SSL communication settings (
ssl_inputs
)
Run:
cfy_manager install
For security reasons, we recommend that you:
- Specify an administrator password according to your security policy
- Set SSL in config.yaml to enabled
Set gunicorn to bind to localhost To set gunicorn to listen on localhost only:
- Edit the
/usr/lib/systemd/system/cloudify-restservice.service
file. - Find this line:
-b 0.0.0.0:${REST_PORT} \
- Replace the line with:
-b localhost:${REST_PORT} \
- To restart the dependent services, run next commands:
sudo systemctl daemon-reload sudo systemctl restart cloudify-restservice
- Edit the
Build Cloudify HA cluster
Create a cluster when you completed installing your Cloudify Managers. When you run the cfy cluster start
command on a first Cloudify Manager, high availability is configured automatically. Use the cfy cluster join
command, following installation, to add more Cloudify Managers to the cluster. The Cloudify Managers that you join to the cluster must be in an empty state, otherwise the operation will fail.
Add profiles of all three Cloudify managers on Cloudify cli:
cfy profiles use <Leader IP> -t default_tenant -u admin -p <admin password> cfy profiles use <Replica1 IP> -t default_tenant -u admin -p <admin password> cfy profiles use <Replica2 IP> -t default_tenant -u admin -p <admin password>
Start cluster:
cfy profiles use <Leader IP> cfy cluster start --cluster-node-name <Leader name>
Switch to second profile:
cfy profiles use <Replica1 IP>
Join the manager to the cluster:
cfy cluster join --cluster-node-name <Replica1 name> <Leader IP>
Switch to third profile:
cfy profiles use <Replica2 IP>
Join the manager to the cluster:
cfy cluster join --cluster-node-name <Replica2 name> <Leader IP>
Create VIP for Cloudify HA cluster
Install HAproxy
sudo yum install haproxy
Make folder:
/etc/haproxy/certs.d/
Creating a Combined PEM SSL Certificate/Key File
cat example.com.crt example.com.key >/etc/haproxy/certs.d/example.com.pem
Configure
/etc/haproxy/haproxy.cfg
Obtain the base64 representation for the authorization header:
echo -n "admin:admin" | base64
Example for SSL REST:
frontend https_front bind *:443 ssl crt /etc/haproxy/certs.d/second_all.pem no-sslv3 option http-server-close option forwardfor reqadd X-Forwarded-Proto:\ https reqadd X-Forwarded-Port:\ 443 # set HTTP Strict Transport Security (HTST) header rspadd Strict-Transport-Security:\ max-age=15768000 default_backend https_back backend https_back balance roundrobin option httpchk GET /api/v3.1/status HTTP/1.0\r\nAuthorization:\ Basic\ YWRtaW46YWRtaW4= http-check expect status 200 server server_name_1 10.1.1.41:443 check ssl verify none server server_name_2 10.1.1.42:443 check ssl verify none
Example for non-SSL REST:
frontend http_front bind *:80 default_backend http_back backend http_back balance roundrobin option httpchk GET /api/v3.1/status HTTP/1.0\r\nAuthorization:\ Basic\ YWRtaW46YWRtaW4= http-check expect status 200 server server_name_1 10.1.1.41:80 check server server_name_2 10.1.1.42:80 check
In this examples, 10.1.1.41 and 10.1.1.42 are the public IP addresses of the Cloudify Manager cluster nodes and “YWRtaW46YWRtaW4=” is the result of the command above.

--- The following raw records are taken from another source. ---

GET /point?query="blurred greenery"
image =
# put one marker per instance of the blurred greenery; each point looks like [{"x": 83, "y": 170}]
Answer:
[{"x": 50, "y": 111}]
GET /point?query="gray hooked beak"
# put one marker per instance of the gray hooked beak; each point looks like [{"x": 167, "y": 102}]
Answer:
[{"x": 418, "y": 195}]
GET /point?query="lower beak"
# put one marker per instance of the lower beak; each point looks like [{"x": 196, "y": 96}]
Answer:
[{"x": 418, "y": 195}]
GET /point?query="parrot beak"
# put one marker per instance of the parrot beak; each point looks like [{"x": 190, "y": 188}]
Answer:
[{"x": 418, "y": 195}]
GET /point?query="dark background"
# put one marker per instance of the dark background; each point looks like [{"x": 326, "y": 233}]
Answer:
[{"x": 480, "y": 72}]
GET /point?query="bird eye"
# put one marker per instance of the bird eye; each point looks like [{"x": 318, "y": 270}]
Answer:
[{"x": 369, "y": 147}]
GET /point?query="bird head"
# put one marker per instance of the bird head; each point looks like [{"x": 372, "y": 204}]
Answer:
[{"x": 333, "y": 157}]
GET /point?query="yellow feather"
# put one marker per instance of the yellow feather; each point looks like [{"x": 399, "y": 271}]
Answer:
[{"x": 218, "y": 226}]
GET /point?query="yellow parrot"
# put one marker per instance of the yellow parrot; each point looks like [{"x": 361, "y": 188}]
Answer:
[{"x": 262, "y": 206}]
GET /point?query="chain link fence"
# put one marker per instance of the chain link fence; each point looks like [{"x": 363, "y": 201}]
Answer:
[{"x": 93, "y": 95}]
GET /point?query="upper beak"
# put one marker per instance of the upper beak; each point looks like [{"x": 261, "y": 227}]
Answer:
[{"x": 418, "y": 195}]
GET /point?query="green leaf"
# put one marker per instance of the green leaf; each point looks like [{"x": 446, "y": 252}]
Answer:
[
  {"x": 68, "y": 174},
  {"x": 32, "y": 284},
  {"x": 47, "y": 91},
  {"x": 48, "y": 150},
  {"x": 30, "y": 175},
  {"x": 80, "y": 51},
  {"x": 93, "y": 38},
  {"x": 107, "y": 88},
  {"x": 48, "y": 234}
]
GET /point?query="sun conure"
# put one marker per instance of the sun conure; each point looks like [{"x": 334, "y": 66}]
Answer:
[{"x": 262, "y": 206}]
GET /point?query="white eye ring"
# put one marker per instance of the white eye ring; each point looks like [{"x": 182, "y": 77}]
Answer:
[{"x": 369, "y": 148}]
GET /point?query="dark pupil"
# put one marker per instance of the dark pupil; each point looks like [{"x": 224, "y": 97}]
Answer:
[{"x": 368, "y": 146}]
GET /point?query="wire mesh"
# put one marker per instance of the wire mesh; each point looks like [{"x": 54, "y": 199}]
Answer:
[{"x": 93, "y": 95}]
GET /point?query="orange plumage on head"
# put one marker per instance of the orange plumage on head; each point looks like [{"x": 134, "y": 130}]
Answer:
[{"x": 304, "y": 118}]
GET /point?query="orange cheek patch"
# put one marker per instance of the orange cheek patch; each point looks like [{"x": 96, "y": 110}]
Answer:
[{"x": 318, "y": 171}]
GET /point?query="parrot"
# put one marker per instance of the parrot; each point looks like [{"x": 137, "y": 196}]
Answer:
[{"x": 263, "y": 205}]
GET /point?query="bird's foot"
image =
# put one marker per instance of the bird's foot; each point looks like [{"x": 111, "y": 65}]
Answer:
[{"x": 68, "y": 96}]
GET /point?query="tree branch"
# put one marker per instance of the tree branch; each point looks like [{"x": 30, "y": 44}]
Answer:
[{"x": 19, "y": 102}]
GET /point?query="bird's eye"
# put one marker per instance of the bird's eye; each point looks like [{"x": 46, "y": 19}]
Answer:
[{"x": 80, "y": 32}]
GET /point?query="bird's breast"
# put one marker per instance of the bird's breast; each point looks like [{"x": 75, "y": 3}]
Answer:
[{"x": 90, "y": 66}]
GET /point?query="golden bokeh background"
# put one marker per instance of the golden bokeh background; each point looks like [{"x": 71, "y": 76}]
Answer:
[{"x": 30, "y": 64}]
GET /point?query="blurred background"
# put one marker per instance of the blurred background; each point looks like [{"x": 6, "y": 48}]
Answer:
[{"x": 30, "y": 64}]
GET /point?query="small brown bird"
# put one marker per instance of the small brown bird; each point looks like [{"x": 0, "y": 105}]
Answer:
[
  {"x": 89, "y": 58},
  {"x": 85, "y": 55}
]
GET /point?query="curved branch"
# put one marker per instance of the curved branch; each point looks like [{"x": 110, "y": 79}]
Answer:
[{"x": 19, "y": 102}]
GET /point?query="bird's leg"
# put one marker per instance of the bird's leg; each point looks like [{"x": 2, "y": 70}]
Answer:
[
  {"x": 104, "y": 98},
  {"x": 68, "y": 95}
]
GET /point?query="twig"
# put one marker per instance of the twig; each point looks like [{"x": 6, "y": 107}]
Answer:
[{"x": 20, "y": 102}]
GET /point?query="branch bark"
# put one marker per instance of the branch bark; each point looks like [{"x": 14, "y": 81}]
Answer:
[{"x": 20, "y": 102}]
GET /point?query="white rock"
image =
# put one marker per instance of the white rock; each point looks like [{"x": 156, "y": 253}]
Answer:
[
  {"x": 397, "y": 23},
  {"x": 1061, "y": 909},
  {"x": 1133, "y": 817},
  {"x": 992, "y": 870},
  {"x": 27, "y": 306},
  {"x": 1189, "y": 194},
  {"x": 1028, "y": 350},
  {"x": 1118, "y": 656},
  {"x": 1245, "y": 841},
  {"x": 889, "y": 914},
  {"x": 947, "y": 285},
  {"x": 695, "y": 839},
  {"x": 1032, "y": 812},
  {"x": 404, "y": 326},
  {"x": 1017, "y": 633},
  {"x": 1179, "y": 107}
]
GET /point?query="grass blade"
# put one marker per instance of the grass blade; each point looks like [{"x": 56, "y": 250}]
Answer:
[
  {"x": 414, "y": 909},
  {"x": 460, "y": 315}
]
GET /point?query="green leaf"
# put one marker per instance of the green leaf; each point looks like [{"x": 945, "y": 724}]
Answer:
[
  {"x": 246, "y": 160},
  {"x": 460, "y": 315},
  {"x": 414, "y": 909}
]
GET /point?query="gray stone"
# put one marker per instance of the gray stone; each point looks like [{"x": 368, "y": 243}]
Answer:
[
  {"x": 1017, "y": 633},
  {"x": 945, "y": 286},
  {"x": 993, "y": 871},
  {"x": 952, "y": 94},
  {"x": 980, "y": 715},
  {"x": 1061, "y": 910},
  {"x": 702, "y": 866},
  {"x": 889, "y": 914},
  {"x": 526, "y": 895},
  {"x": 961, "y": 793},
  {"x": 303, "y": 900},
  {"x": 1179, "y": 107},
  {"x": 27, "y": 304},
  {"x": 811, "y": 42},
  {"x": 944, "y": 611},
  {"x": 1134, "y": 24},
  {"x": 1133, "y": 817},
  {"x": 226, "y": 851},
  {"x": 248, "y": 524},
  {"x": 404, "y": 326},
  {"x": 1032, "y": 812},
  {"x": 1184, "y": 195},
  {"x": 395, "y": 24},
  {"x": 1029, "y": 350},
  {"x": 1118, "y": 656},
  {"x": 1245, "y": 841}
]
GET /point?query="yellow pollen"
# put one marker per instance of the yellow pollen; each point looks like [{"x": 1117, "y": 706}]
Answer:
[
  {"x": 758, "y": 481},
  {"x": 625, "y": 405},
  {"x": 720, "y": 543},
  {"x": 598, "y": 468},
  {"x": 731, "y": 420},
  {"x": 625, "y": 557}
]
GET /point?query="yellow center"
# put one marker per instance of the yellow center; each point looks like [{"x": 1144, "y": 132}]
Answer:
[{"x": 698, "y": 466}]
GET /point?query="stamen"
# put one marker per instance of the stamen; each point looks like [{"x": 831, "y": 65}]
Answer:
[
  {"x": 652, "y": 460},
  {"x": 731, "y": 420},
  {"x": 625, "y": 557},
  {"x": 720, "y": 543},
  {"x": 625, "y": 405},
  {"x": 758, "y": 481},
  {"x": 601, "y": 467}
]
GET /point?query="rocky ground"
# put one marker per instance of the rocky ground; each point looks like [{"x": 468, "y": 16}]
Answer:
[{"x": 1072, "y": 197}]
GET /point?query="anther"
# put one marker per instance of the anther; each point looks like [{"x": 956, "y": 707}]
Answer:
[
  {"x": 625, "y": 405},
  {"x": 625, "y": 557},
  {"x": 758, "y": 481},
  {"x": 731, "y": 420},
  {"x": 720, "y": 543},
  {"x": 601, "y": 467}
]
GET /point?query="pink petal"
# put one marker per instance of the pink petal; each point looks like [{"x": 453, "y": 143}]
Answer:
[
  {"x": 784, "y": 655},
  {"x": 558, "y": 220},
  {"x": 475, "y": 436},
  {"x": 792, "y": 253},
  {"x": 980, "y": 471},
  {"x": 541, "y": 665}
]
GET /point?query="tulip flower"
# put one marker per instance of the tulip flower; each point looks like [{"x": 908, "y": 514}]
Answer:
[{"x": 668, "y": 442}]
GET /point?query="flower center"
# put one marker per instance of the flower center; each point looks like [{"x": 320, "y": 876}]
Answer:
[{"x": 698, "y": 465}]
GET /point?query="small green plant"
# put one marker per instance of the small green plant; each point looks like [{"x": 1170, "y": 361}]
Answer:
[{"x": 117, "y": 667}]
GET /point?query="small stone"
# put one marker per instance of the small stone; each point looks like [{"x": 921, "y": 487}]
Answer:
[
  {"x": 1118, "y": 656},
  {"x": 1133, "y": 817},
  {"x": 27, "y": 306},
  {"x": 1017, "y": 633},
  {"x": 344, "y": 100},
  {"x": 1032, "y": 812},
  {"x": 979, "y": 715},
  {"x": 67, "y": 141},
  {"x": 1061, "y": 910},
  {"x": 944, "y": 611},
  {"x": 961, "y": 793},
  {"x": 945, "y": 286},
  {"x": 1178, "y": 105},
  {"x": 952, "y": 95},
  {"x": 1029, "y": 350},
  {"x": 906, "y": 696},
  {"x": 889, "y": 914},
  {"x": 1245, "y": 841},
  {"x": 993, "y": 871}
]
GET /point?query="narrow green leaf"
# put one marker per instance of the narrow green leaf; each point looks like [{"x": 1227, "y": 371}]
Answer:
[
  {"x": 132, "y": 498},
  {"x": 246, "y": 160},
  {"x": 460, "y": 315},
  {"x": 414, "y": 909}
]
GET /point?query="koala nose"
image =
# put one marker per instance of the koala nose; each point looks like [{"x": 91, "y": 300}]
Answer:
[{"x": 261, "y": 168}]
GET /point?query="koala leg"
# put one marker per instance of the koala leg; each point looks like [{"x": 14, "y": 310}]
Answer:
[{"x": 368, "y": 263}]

Cloudify HA cluster management
Cloudify HA cluster manages in the same way as a single Cloudify manager, but there are small differences when a leader changing.
Cloudify CLI profile contains all information about managers of the HA Cluster and if the leader manager does not answer Cloudify CLI starts finding new leader.
If new profile is created for existing cluster, or new nodes joined to the cluster the command should be run to retrieve the information about all cluster managers and upgrade the profile:
cfy cluster update-profile
When using Cloudify WEB UI - Cloudify HA cluster does not provide out of the box mechanism to update the WEB UI to switch to a new leader due to Security limitations. Cloudify WEB UI User should make sure to have a mechanism to be aware which Cloudify Manager is the current leader. There are several well known mechanisms to achieve this, for example using a Load Balancer, using a Proxy such as HAProxy and configure it to poll the cluster IPs, or using a CNAME instead of explicit IPs.
You can also implement a load balancer health check.